Mason is a trans-media artist who manipulates appropriated images, objects, and contexts to investigate and expose the subtle seductiveness of power facilitated by systems of visual control. Born in 1977 in Chula Vista, California, Mason received her MFA from the School of the Art Institute of Chicago, and her BA in Studio Art and Theatre from the University of California.
She was a participant of the Skowhegan School of Painting and Sculpture Residency Program, and is the recipient of the Joan Mitchell Foundation Painters and Sculptors Artist Grant and the Illinois Art Council International Artist Grant. Mason has exhibited nationally and internationally in a variety of non-traditional spaces, galleries, and institutions including the Ybor City Campus Art Center; Thomas Robertello Gallery, Illinois; National Museum of the American Indian, New York; and Urban Institute of Contemporary Art, Michigan. Her work has been reviewed in The Miami Herald, The New York Times, and Chicago Reader. She is currently an Associate Professor at the University of South Florida in Tampa.
“Noelle Mason’s weavings and embroideries present striking incongruities between their domestic crafts aesthetic and the chilling imagery they depict. Mason’s work investigates the nature of contemporary surveillance technologies and the impact of its ubiquitous presence in society. She challenges the widely held notion that such visual data is a truthful and value neutral record. Instead, she proposes that these technologies are inherently dehumanizing for both the subjects being recorded and for viewers who internalize its content,” said Hansen Mulford.
This is the third year that the Orlando Museum of Art has held its Florida Prize in Contemporary Art.

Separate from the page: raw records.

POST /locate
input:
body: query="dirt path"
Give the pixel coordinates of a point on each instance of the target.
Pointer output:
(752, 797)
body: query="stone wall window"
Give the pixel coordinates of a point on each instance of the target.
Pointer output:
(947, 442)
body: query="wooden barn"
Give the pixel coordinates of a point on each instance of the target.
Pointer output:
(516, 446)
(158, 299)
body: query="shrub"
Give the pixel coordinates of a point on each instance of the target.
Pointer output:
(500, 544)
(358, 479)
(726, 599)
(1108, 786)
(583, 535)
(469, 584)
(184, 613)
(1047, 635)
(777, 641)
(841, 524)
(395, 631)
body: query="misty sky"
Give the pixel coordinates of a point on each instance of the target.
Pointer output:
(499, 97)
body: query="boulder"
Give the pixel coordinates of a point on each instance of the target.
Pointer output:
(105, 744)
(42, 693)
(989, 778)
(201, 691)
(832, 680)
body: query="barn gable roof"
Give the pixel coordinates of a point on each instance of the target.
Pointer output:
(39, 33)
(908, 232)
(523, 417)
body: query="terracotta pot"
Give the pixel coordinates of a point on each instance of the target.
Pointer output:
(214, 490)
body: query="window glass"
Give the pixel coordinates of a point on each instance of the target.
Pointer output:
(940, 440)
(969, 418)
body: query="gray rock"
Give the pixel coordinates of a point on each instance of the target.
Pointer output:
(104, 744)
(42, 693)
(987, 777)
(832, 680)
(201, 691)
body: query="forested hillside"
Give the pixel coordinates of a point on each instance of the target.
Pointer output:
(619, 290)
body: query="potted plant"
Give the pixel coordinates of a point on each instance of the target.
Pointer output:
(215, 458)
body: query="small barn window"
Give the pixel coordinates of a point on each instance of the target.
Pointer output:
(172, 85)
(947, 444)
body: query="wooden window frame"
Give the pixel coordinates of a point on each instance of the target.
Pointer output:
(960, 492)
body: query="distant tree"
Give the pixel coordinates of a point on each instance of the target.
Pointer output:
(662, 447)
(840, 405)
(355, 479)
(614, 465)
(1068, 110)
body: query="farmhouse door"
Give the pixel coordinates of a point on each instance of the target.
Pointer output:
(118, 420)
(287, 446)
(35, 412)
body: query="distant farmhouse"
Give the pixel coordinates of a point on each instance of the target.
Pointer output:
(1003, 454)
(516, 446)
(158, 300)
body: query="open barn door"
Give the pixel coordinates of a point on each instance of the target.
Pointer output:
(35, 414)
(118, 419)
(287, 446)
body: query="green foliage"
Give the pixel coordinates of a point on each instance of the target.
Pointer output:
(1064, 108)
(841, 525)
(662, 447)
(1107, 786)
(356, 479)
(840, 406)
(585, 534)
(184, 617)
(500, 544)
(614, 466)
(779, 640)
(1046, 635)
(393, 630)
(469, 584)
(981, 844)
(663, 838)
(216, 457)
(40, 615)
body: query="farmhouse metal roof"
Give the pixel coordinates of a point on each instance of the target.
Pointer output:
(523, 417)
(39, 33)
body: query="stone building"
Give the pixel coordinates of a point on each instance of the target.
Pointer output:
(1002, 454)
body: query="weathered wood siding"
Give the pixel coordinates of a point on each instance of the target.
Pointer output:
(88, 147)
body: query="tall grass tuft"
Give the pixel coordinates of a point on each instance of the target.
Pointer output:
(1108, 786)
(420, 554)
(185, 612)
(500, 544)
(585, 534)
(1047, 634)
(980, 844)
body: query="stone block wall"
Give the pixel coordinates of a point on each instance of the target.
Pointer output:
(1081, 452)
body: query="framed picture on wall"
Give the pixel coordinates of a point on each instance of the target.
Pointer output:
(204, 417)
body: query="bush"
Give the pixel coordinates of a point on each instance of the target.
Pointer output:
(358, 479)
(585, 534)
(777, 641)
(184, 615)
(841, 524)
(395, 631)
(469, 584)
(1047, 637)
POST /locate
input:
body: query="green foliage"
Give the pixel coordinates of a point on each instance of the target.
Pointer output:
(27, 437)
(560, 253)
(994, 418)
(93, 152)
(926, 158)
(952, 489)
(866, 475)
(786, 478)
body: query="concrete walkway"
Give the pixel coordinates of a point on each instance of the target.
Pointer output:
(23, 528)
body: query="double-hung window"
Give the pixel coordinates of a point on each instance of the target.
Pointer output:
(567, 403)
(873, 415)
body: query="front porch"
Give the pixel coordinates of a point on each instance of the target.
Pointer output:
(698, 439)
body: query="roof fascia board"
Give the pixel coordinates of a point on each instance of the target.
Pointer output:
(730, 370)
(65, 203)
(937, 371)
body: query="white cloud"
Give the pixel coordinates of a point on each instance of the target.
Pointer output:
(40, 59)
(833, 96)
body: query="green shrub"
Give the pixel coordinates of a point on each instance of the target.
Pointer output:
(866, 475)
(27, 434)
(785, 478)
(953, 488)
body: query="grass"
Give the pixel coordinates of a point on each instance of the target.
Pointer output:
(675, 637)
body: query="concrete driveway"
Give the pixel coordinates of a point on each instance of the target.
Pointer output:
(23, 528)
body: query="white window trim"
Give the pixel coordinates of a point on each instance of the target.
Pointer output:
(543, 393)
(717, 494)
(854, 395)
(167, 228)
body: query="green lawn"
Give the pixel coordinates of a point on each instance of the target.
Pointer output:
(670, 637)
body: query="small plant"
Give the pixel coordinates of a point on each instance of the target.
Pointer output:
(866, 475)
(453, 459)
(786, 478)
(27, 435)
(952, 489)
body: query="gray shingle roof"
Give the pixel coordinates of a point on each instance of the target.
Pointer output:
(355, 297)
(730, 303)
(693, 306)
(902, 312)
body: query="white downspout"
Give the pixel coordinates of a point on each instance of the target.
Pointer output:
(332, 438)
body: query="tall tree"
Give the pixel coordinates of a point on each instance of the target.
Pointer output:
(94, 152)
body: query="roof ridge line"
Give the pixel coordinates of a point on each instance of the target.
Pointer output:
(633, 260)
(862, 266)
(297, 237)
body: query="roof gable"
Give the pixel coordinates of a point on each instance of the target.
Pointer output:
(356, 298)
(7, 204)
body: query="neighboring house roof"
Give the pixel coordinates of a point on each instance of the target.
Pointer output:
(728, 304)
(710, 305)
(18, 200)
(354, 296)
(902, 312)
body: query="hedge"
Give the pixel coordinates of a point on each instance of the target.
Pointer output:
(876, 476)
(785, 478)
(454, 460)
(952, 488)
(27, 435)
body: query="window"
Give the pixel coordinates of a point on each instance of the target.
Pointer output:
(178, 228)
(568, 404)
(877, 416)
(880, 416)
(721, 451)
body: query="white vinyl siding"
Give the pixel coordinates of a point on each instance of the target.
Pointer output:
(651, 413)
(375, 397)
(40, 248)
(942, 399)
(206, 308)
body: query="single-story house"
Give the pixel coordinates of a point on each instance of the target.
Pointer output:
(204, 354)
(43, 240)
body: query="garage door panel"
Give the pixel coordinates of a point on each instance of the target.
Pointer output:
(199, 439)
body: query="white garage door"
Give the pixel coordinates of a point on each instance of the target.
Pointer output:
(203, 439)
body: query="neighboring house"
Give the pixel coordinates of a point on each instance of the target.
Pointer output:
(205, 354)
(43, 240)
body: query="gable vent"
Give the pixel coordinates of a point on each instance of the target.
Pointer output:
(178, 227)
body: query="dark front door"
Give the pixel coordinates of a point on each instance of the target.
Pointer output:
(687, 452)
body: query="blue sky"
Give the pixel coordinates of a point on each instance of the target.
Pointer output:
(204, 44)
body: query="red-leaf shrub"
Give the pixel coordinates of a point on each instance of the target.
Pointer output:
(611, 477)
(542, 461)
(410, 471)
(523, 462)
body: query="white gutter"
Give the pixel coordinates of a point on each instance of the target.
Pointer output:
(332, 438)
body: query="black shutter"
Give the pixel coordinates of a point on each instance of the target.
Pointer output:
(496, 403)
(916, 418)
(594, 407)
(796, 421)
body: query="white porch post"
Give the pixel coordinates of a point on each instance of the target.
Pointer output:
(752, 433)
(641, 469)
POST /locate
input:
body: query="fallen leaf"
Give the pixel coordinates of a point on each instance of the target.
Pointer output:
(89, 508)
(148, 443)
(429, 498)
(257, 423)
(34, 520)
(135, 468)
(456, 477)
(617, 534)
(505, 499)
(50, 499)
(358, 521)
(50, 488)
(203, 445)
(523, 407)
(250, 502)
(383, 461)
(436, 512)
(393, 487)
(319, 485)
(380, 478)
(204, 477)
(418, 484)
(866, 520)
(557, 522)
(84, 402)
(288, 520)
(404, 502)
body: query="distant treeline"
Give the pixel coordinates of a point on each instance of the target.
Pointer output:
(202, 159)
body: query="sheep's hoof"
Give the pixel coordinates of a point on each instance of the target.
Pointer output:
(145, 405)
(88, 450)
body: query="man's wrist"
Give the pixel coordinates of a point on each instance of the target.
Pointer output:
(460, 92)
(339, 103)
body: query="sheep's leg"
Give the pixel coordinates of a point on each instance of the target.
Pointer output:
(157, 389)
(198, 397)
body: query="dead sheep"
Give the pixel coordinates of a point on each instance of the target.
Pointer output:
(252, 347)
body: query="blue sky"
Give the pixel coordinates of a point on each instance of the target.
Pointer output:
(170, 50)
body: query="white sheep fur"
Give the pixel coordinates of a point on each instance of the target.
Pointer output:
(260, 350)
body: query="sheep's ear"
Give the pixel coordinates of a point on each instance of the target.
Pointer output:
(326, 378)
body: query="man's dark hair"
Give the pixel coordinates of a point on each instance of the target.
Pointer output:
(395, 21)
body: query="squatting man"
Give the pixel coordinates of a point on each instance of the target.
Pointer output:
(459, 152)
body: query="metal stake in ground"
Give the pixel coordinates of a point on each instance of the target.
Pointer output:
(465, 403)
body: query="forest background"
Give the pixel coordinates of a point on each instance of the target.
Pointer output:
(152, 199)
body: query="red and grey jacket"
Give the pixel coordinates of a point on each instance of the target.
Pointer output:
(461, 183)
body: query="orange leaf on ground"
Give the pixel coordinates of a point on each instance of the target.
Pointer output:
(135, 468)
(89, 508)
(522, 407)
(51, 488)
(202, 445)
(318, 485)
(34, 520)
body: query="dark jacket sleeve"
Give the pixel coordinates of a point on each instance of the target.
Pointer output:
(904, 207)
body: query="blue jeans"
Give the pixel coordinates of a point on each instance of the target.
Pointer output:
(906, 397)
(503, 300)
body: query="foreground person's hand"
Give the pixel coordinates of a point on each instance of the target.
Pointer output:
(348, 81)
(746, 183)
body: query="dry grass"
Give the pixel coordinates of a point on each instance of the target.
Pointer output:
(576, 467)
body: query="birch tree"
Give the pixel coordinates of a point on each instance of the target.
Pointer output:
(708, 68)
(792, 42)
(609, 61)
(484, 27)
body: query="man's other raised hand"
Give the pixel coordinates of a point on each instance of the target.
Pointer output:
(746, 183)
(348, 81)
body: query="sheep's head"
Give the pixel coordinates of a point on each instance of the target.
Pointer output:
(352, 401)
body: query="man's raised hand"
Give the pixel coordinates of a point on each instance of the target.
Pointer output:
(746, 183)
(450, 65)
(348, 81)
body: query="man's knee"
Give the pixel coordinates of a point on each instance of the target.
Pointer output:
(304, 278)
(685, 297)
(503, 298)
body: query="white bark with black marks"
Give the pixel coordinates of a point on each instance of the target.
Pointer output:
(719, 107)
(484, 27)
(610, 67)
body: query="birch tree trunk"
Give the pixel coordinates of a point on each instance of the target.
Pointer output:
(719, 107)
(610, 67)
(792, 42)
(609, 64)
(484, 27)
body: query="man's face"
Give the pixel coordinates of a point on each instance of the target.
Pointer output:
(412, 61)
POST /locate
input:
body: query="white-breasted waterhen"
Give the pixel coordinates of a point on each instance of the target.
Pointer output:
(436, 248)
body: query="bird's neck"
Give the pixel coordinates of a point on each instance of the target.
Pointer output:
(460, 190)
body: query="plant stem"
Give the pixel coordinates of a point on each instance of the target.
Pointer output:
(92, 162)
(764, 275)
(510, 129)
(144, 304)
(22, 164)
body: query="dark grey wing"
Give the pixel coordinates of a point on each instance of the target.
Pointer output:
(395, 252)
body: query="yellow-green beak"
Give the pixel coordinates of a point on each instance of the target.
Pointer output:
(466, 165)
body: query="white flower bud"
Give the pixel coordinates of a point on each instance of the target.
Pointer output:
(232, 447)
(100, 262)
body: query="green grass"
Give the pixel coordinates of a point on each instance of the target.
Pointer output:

The purpose of the exhibition is to bring a new level of support to Florida's most progressive artists by recognizing their contributions to the field and their impact on the cultural vitality of Florida. Technology and human geography are among the recurring themes examined by a number of this year’s artists. Some examples include mobile applications used by Matthew Roberts to create augmented reality experiences dependent on user location and video by Sergio Vega that explores an early Spanish Colonial author’s theory that the Garden of Eden was located deep in the Amazon River basin. These and many other works reflect the diversity of ideas and concerns that are brought together in the Florida Prize exhibition. Last year's recipient of the Florida Prize was Miami-based artist Farley Aguilar.